We can’t continue turning away from holding students accountable for their behavior in digital spaces. “Safe spaces” are a university aspiration, but may disassociate online behavior from student life, which is concerning in an increasingly digital age… The campus needs to take bias-motivated incidents on the internet more seriously.”

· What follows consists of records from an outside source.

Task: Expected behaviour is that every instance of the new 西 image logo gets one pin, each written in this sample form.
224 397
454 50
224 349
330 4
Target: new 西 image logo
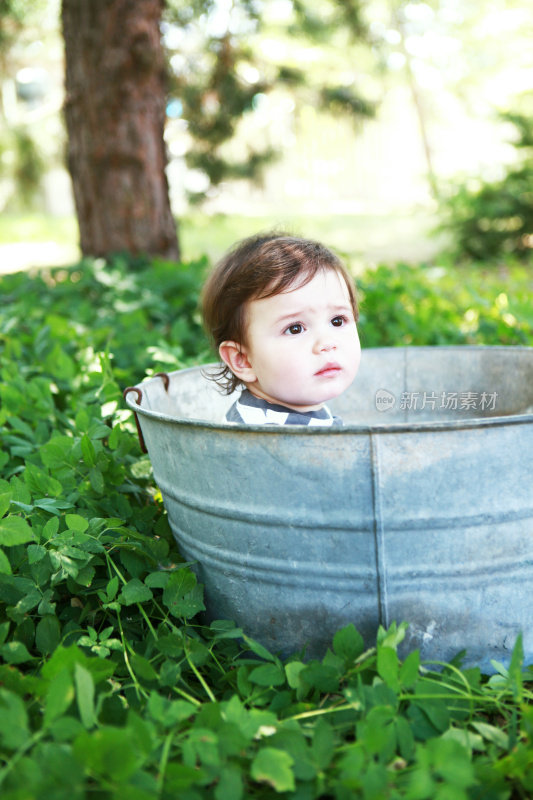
385 400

28. Alumna Mikki Kendall, who graduated from UIUC in 2005, added:

“I wouldn’t say U of I was racially aware or really sensitive. They had just begun to admit they had a retention problem with people of color, and much of Champaign-Urbana was (and still is I suspect) semi segregated. It wasn’t overt, but things like grammar school district lines, location of low income housing, and bus routes made it noticeable to me… There were a lot of micro aggressions on that campus and in that town when I was there. Chancellor Wise is after my time, but I have heard generally good things about her.”

29. At the time of writing, the university has not issued any further statements. Classes are still in session.